Photo : Nicolas Quiazua
Anela, qui travaille aux Trois Brasseurs de la rue Sainte-Catherine, en sait quelque chose. Elle sert les mêmes clients, tous les jeudis soirs, depuis quatre ans. D’ailleurs, deux d’entre eux, Éric et Giancarlos, s’empressent de la qualifier de « barmaid idéale » avant de lui payer un verre. Pour les clients, la qualité de la barmaid reste essentielle. « Tous les bars offrent le même alcool. Tous les bars offrent les même prix. Ce qui change, ce sont les serveuses ! » rappellent les deux collègues de travail. Pour eux, le fait qu’elle soit sympathique, agréable à côtoyer et charismatique leur donne envie de revenir et surtout… d’en redemander. Éric s’étonne : « Elle a beaucoup d’entraînement. Même si elle boit avec nous et avec d’autres clients, elle reste debout ! »

Si le métier de barman ou barmaid semble attirant pour plusieurs, il demeure important de noter que les quarts de travail sont tardifs et stressants. D’ailleurs, les serveurs et serveuses qui ont bien voulu parler de leur expérience étaient tous beaucoup trop pressés pour s’arrêter un moment.

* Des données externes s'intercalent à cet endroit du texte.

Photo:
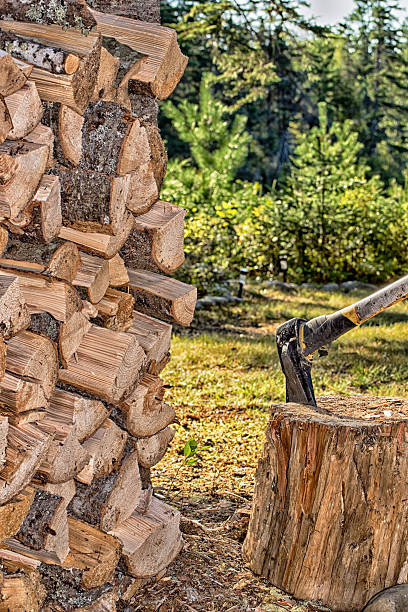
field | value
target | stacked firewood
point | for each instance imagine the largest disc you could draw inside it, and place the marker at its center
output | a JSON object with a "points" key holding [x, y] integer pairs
{"points": [[86, 303]]}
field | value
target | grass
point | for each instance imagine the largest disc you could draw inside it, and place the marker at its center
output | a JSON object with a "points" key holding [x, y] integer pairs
{"points": [[224, 375]]}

Non seulement le rythme de vie est effréné, mais les complications légales peuvent aussi alourdir la tâche du barman.

À L’ITHQ, Sylvie Carrière soutient qu’une formation complète pour les bartenders doit nécessairement comprendre les bases et tactiques du service, mais doit aussi inclure une formation quant aux responsabilités du serveur lorsqu’il vend de l’alcool. En effet, l’établissement et le barman sont responsables s’il arrive un accident dû à un client en état d’ébriété. C’est pourquoi la formation de base de service au bar de l’ITHQ s’associe depuis une dizaine d’année à Éduc’Alcool pour enseigner l’éthique du barman. « Action service est un programme inclus dans la formation de quatre-vingts heures et est nécessaire pour assurer une formation de qualité » ajoute la responsable du recrutement étudiant.

Néanmoins, le métier de serveur dans le milieu hôtelier peut certainement attirer, autant pour les perspectives d’emploi que pour les salaires payants. D’après madame Carrière, il y a une pénurie de main d’œuvre dans le service d’hôtellerie ; la demande est grande pour le personnel qualifié et les salaires offerts s’ajustent en conséquence, une information corroborée par Claire Champeau, de l’École des Maîtres.

L’Institut d’hôtellerie offrira d’ailleurs, en janvier 2013, un nouveau Diplôme d’études professionnelles (DEP): une formation internationale en service et sommellerie et restauration de un an et demi. Le programme obligera un stage de quatre mois dans les Rocheuses, puis de quatre mois en France dans un vignoble, et pourrait mener au métier de majordome.
Un tel cours donnerait envie, même aux plus rébarbatifs, d’enfiler leur tablier !
*Les noms marqués d’une astérisque sont fictifs.